In recent days, a major disinformation campaign has been taking place on social media and in some of the main media outlets to sow the idea that an electoral fraud took place in the voting on October 22. This campaign arose after the appearance of some inconsistencies between the provisional scrutiny telegrams and the value loaded into the provisional vote counting system (which is done for informational purposes and holds no legal validity). These inconsistencies led the candidate and some of his followers to claim that votes had been stolen.
There are already numerous journalistic articles from the country that refute and explain this phenomenon, such as this one, this one, and this one. Therefore, in the following paragraphs, we will focus on explaining how the Digital Public Infrastructure developed by the National Electoral Directorate of Argentina provided the information and open data that allowed the debunking and combating of this disinformation campaign.

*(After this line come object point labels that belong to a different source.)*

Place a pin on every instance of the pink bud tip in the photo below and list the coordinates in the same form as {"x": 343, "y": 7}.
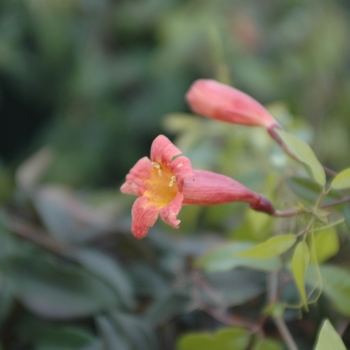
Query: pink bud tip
{"x": 264, "y": 205}
{"x": 212, "y": 99}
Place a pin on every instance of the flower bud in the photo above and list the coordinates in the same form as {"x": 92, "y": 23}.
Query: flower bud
{"x": 212, "y": 99}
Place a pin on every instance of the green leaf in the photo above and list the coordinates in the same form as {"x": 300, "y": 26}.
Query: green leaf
{"x": 328, "y": 338}
{"x": 336, "y": 285}
{"x": 224, "y": 258}
{"x": 108, "y": 270}
{"x": 309, "y": 189}
{"x": 173, "y": 303}
{"x": 326, "y": 244}
{"x": 347, "y": 215}
{"x": 135, "y": 329}
{"x": 268, "y": 344}
{"x": 57, "y": 290}
{"x": 303, "y": 152}
{"x": 273, "y": 247}
{"x": 342, "y": 180}
{"x": 300, "y": 262}
{"x": 224, "y": 339}
{"x": 57, "y": 338}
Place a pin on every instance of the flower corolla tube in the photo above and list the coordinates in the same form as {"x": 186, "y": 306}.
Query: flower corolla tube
{"x": 166, "y": 182}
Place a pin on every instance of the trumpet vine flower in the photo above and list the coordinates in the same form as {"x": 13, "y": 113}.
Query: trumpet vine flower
{"x": 215, "y": 100}
{"x": 166, "y": 182}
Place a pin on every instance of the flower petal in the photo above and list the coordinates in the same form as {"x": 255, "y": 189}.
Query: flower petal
{"x": 144, "y": 216}
{"x": 170, "y": 212}
{"x": 163, "y": 150}
{"x": 135, "y": 180}
{"x": 182, "y": 168}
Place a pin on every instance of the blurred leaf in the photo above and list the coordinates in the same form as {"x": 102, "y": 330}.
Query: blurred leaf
{"x": 224, "y": 259}
{"x": 178, "y": 122}
{"x": 147, "y": 282}
{"x": 64, "y": 338}
{"x": 65, "y": 216}
{"x": 336, "y": 285}
{"x": 305, "y": 155}
{"x": 172, "y": 304}
{"x": 347, "y": 215}
{"x": 256, "y": 227}
{"x": 268, "y": 344}
{"x": 326, "y": 244}
{"x": 6, "y": 298}
{"x": 221, "y": 287}
{"x": 328, "y": 338}
{"x": 110, "y": 337}
{"x": 309, "y": 190}
{"x": 223, "y": 339}
{"x": 342, "y": 180}
{"x": 55, "y": 290}
{"x": 108, "y": 270}
{"x": 135, "y": 329}
{"x": 273, "y": 247}
{"x": 300, "y": 262}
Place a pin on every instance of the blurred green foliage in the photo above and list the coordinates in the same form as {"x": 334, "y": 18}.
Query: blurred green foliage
{"x": 90, "y": 84}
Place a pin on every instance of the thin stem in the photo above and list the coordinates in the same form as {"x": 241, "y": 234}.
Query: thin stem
{"x": 272, "y": 132}
{"x": 279, "y": 321}
{"x": 284, "y": 331}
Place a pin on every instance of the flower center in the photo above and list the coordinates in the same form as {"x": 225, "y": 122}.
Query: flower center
{"x": 161, "y": 186}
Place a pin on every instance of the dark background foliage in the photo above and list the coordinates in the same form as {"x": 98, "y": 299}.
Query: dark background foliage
{"x": 88, "y": 83}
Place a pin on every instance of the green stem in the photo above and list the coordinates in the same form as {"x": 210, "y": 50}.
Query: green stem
{"x": 292, "y": 212}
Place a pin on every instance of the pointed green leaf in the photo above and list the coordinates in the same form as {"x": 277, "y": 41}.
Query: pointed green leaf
{"x": 342, "y": 180}
{"x": 328, "y": 338}
{"x": 310, "y": 190}
{"x": 273, "y": 247}
{"x": 224, "y": 339}
{"x": 268, "y": 344}
{"x": 326, "y": 244}
{"x": 300, "y": 262}
{"x": 303, "y": 152}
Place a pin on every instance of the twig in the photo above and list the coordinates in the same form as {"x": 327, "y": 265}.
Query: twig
{"x": 279, "y": 321}
{"x": 284, "y": 331}
{"x": 292, "y": 212}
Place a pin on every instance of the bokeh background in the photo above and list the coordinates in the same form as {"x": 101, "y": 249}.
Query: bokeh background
{"x": 85, "y": 86}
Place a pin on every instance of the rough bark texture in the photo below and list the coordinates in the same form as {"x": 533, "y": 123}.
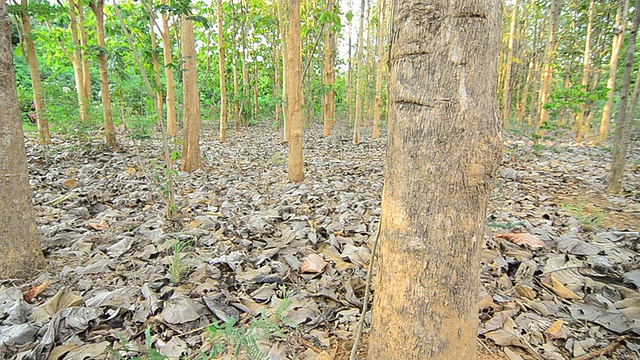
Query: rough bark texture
{"x": 624, "y": 124}
{"x": 20, "y": 241}
{"x": 109, "y": 130}
{"x": 191, "y": 148}
{"x": 44, "y": 136}
{"x": 443, "y": 149}
{"x": 294, "y": 93}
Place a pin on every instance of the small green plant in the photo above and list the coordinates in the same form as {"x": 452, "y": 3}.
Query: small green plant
{"x": 583, "y": 217}
{"x": 180, "y": 263}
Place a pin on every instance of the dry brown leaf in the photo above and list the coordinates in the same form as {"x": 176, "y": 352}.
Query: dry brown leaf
{"x": 313, "y": 263}
{"x": 524, "y": 239}
{"x": 35, "y": 291}
{"x": 551, "y": 283}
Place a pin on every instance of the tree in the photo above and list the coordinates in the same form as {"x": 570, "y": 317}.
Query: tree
{"x": 20, "y": 243}
{"x": 624, "y": 123}
{"x": 29, "y": 52}
{"x": 443, "y": 150}
{"x": 190, "y": 148}
{"x": 110, "y": 133}
{"x": 294, "y": 93}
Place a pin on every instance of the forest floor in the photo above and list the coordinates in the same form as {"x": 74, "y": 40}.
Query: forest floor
{"x": 124, "y": 282}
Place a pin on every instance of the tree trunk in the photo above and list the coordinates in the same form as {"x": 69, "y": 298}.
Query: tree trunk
{"x": 223, "y": 88}
{"x": 379, "y": 70}
{"x": 44, "y": 136}
{"x": 109, "y": 130}
{"x": 545, "y": 88}
{"x": 616, "y": 46}
{"x": 294, "y": 93}
{"x": 76, "y": 61}
{"x": 443, "y": 150}
{"x": 191, "y": 148}
{"x": 582, "y": 126}
{"x": 328, "y": 79}
{"x": 20, "y": 242}
{"x": 506, "y": 86}
{"x": 359, "y": 55}
{"x": 168, "y": 74}
{"x": 624, "y": 123}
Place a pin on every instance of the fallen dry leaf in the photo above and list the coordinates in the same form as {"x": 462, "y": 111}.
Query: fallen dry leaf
{"x": 524, "y": 239}
{"x": 313, "y": 264}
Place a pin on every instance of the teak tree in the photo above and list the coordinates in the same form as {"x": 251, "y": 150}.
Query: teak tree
{"x": 20, "y": 242}
{"x": 443, "y": 150}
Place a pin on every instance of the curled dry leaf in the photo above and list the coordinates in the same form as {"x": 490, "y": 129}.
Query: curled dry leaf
{"x": 313, "y": 264}
{"x": 524, "y": 239}
{"x": 35, "y": 291}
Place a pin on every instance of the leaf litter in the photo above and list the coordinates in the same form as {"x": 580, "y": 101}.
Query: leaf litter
{"x": 280, "y": 268}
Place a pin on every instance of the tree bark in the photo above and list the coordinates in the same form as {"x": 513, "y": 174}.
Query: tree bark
{"x": 358, "y": 75}
{"x": 191, "y": 148}
{"x": 294, "y": 93}
{"x": 109, "y": 130}
{"x": 20, "y": 241}
{"x": 624, "y": 124}
{"x": 506, "y": 86}
{"x": 616, "y": 46}
{"x": 44, "y": 136}
{"x": 223, "y": 87}
{"x": 443, "y": 150}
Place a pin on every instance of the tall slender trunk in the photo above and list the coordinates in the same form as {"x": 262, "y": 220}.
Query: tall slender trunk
{"x": 582, "y": 126}
{"x": 109, "y": 130}
{"x": 44, "y": 136}
{"x": 359, "y": 55}
{"x": 624, "y": 123}
{"x": 294, "y": 93}
{"x": 506, "y": 86}
{"x": 545, "y": 88}
{"x": 168, "y": 74}
{"x": 223, "y": 88}
{"x": 616, "y": 46}
{"x": 379, "y": 69}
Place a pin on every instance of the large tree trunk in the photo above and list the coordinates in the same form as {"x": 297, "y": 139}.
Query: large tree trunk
{"x": 506, "y": 86}
{"x": 547, "y": 76}
{"x": 616, "y": 46}
{"x": 379, "y": 70}
{"x": 294, "y": 93}
{"x": 582, "y": 126}
{"x": 76, "y": 61}
{"x": 20, "y": 241}
{"x": 168, "y": 74}
{"x": 624, "y": 123}
{"x": 191, "y": 148}
{"x": 443, "y": 149}
{"x": 44, "y": 137}
{"x": 109, "y": 130}
{"x": 359, "y": 55}
{"x": 223, "y": 87}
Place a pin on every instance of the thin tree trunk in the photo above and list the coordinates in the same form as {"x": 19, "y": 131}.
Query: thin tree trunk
{"x": 545, "y": 88}
{"x": 20, "y": 242}
{"x": 44, "y": 136}
{"x": 616, "y": 46}
{"x": 379, "y": 70}
{"x": 223, "y": 88}
{"x": 624, "y": 125}
{"x": 294, "y": 93}
{"x": 582, "y": 126}
{"x": 168, "y": 74}
{"x": 442, "y": 153}
{"x": 191, "y": 149}
{"x": 109, "y": 130}
{"x": 359, "y": 55}
{"x": 506, "y": 86}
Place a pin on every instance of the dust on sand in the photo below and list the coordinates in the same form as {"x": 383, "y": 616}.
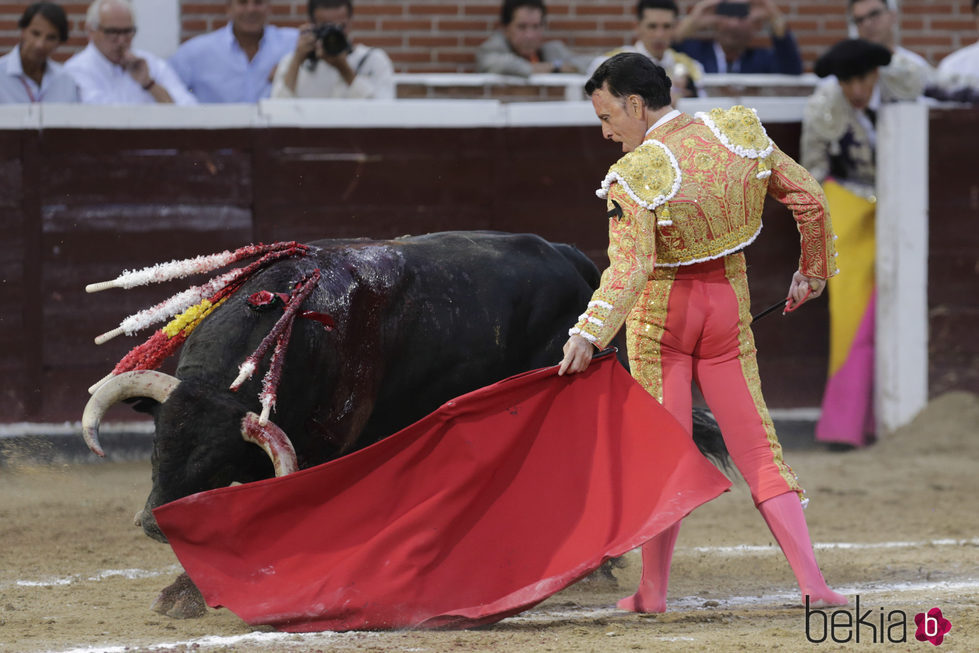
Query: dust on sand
{"x": 896, "y": 524}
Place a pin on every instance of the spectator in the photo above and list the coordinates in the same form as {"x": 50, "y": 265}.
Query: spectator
{"x": 734, "y": 24}
{"x": 109, "y": 71}
{"x": 325, "y": 64}
{"x": 27, "y": 73}
{"x": 519, "y": 48}
{"x": 958, "y": 73}
{"x": 236, "y": 62}
{"x": 656, "y": 22}
{"x": 838, "y": 147}
{"x": 877, "y": 22}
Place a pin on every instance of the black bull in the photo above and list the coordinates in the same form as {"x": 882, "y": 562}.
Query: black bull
{"x": 415, "y": 322}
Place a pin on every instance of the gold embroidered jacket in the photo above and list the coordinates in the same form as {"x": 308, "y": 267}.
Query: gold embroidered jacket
{"x": 693, "y": 191}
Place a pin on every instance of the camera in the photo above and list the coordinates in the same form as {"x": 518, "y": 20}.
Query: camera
{"x": 333, "y": 40}
{"x": 733, "y": 9}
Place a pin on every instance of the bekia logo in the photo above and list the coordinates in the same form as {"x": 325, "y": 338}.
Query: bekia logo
{"x": 932, "y": 626}
{"x": 873, "y": 626}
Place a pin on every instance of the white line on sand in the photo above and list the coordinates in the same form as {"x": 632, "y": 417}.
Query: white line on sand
{"x": 543, "y": 616}
{"x": 936, "y": 590}
{"x": 740, "y": 550}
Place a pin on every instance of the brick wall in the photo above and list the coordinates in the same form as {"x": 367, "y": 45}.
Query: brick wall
{"x": 441, "y": 35}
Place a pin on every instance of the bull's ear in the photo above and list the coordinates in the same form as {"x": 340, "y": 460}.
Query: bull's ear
{"x": 143, "y": 405}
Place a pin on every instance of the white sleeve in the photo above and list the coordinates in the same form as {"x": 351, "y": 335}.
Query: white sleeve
{"x": 375, "y": 77}
{"x": 166, "y": 77}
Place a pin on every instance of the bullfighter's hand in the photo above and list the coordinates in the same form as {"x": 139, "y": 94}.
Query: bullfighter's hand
{"x": 577, "y": 355}
{"x": 804, "y": 288}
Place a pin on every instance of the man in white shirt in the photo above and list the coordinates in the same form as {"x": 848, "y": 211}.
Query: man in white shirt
{"x": 325, "y": 64}
{"x": 877, "y": 22}
{"x": 656, "y": 22}
{"x": 27, "y": 73}
{"x": 109, "y": 71}
{"x": 236, "y": 62}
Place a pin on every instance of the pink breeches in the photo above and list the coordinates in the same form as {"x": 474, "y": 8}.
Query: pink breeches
{"x": 693, "y": 323}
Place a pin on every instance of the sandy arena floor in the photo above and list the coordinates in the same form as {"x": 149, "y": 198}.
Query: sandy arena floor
{"x": 897, "y": 524}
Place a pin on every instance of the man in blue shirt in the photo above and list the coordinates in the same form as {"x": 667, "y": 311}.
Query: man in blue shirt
{"x": 235, "y": 63}
{"x": 733, "y": 24}
{"x": 27, "y": 73}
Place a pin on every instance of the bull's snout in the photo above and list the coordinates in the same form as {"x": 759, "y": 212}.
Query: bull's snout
{"x": 144, "y": 519}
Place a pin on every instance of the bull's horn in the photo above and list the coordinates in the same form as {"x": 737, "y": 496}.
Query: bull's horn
{"x": 273, "y": 440}
{"x": 141, "y": 383}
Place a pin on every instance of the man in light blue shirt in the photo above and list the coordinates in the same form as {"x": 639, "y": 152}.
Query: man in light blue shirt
{"x": 235, "y": 63}
{"x": 27, "y": 73}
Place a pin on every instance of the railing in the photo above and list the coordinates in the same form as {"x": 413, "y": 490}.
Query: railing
{"x": 558, "y": 86}
{"x": 397, "y": 114}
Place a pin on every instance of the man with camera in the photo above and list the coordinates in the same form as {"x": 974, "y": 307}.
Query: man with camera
{"x": 325, "y": 64}
{"x": 235, "y": 63}
{"x": 731, "y": 25}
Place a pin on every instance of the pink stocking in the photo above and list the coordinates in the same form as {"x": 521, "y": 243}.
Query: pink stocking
{"x": 657, "y": 554}
{"x": 783, "y": 514}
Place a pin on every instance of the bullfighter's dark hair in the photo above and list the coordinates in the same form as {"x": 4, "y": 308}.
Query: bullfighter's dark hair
{"x": 668, "y": 5}
{"x": 511, "y": 6}
{"x": 887, "y": 3}
{"x": 631, "y": 73}
{"x": 51, "y": 12}
{"x": 852, "y": 58}
{"x": 313, "y": 5}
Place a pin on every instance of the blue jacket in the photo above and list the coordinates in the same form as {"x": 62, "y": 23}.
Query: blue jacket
{"x": 783, "y": 57}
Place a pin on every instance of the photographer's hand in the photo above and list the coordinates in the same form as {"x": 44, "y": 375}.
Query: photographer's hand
{"x": 767, "y": 12}
{"x": 305, "y": 44}
{"x": 340, "y": 63}
{"x": 701, "y": 17}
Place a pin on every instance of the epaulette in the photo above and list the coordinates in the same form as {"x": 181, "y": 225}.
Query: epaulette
{"x": 740, "y": 131}
{"x": 649, "y": 174}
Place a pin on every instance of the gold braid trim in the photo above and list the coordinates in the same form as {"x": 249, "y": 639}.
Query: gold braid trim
{"x": 650, "y": 175}
{"x": 739, "y": 129}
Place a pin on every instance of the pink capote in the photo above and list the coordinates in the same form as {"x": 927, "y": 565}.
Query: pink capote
{"x": 482, "y": 509}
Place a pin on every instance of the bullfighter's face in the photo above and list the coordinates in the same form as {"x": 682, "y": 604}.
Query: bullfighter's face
{"x": 623, "y": 119}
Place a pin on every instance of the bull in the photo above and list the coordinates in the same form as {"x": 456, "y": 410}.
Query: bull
{"x": 393, "y": 329}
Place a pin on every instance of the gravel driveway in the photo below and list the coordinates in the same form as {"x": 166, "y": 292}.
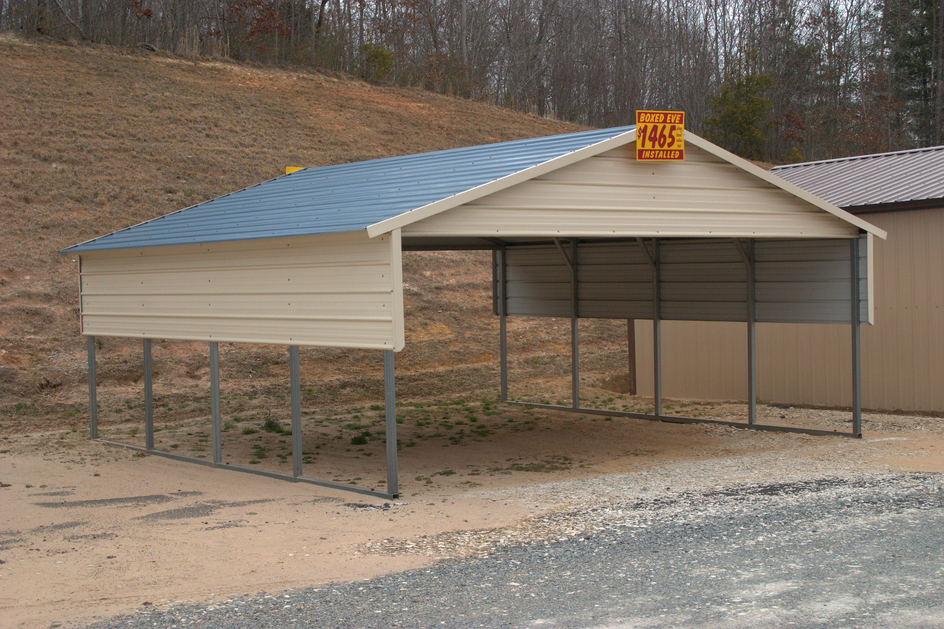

Standard for Preserving Electoral Data
The National Electoral Directorate and the Political Electoral Observatory of the Ministry of the Interior make available the Electoral Results Publication System as a standard for preserving and disseminating electoral data. The Electoral Results Publication System is a structure that allows for the archiving, processing, exchange, and publication of historical data in an agile manner, applying it to provisional results from the last 10 years. This Standard for Preserving Electoral Results is the raw material of information that helped debunk this campaign.
Through the open publications of the standarised electoral results from the last decade, Argentine civil society and media outlets had access to quality data that demonstrated that what is being circulated on social media is not a phenomenon that disadvantages a specific candidate but rather a set of random errors natural to the process, which, when analysed as a whole, do not disadvantage anyone.
A common factor among all the initiatives that set out to debunk what was being said on social media is that they used, as a source, the dataset published by the National Electoral Directorate on the Argentine Government’s open data portal. Without access to this data, the work of journalists and activists who strove to defend and demonstrate the reliability of the Argentine electoral system would have been significantly hindered. This is a clear example of open data for democratic strengthening.
Public Digital Infrastructure for Electoral Processes
What we have just described is nothing more than an example of the benefits brought to democratic processes by the existence of a public digital infrastructure for the publication of electoral data. The objective we pursue with our new initiative is to export this knowledge, standards, and applications to other countries.
Our task is to identify technological components that help create a healthy information ecosystem during elections, visualise, and create a community that allows for their reuse.
The National Electoral Directorate of Argentina has taken a significant step, and we are pleased to see, once again, how access to open knowledge helps different governments strengthen their democratic processes.